Doch zum Ende des Sommers wurde auch Schweden von einer zweiten Welle überrollt. Zeitweise war die Lage sogar deutlich schlimmer als bei den direkten Nachbarn Finnland und Norwegen. Im Herbst war Schweden sogar eines der am stärksten betroffenen Länder.
Ende November 2020 begann die Regierung, von ihrem lockeren Kurs abzuweichen. Die Empfehlungen an die Bevölkerung wurden verschärft: Einkaufen nur noch, wenn nötig; Masketragen im öV; Verzicht auf Reisen. Später folgte eine Reihe verbindlicher Einschränkungen.
Das Land ist verunsichert
Dass sich die Strategie änderte, hatte auch mit der hohen Sterblichkeit unter älteren Menschen zu tun. Vor allem die Alters- und Pflegeheime offenbarten während der Krise erhebliche strukturelle Schwächen. Dort arbeiten viele schlecht ausgebildete Ausländer im Stundenlohn. Weil sie auf ihre Jobs dringend angewiesen sind und häufig als Springer eingesetzt werden, trugen diese Arbeitskräfte das Virus von einem Heim ins nächste.

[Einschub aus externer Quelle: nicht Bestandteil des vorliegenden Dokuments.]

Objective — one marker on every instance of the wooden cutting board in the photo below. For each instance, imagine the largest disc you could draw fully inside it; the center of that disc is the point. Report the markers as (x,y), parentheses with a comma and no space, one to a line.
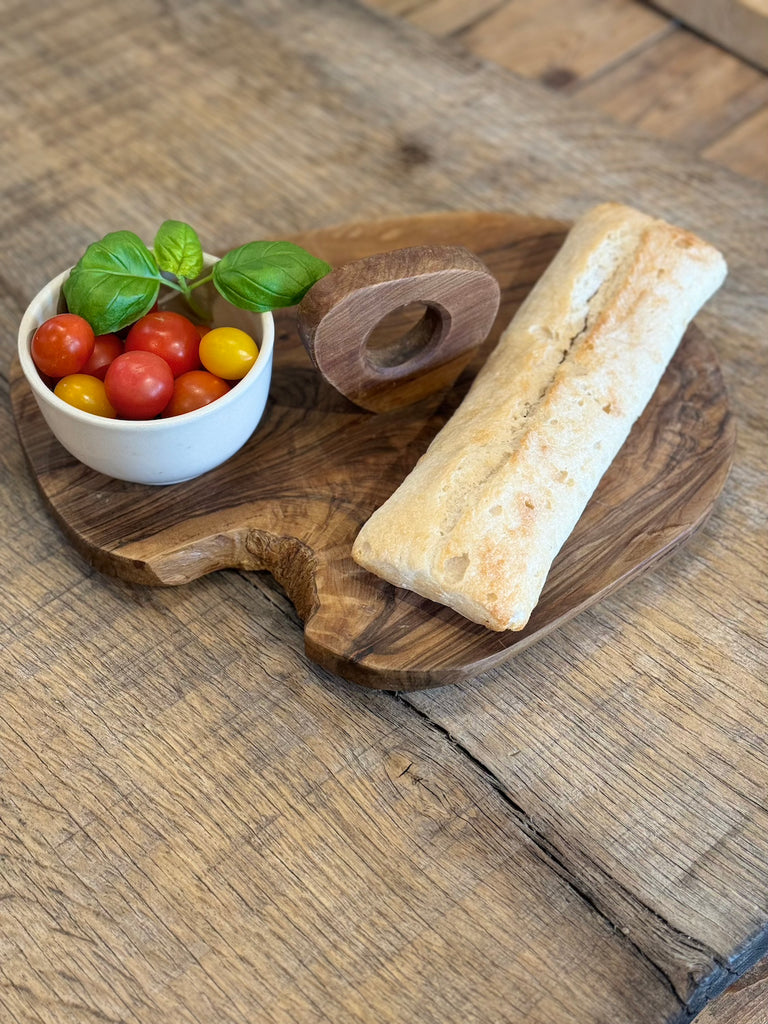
(293,499)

Im Januar 2021 beschloss das Parlament in Stockholm ein Pandemiegesetz, das der Regierung im Kampf gegen die Pandemie weitreichende Befugnisse einräumt. Gebrauch gemacht hat sie davon nicht. Noch immer sind die Corona-Massnahmen im Vergleich mit anderen Ländern nicht besonders streng.
Die zehn Millionen Einwohner des Landes mussten bisher also deutlich weniger Einschränkungen ertragen als die Menschen in den Nachbarländern. Zudem ist die schwedische Wirtschaft recht gut durch die Krise gekommen – abgesehen von einer sehr hohen Arbeits losenquote von über neun Prozent.
Auf der anderen Seite gab es bis Anfang März über 13 000 Tote, die auf Corona zurückgeführt werden (Schweiz: 9500). Dieser verhältnismässig hohe Wert hat zu heftigen öffentlichen Kontroversen geführt. Das Land ist verunsichert, das Vertrauen in die Regierung ramponiert.
Fazit: Ob Schweden es besser gemacht hat oder einfach nur anders, bleibt letztlich eine Frage des Standpunkts.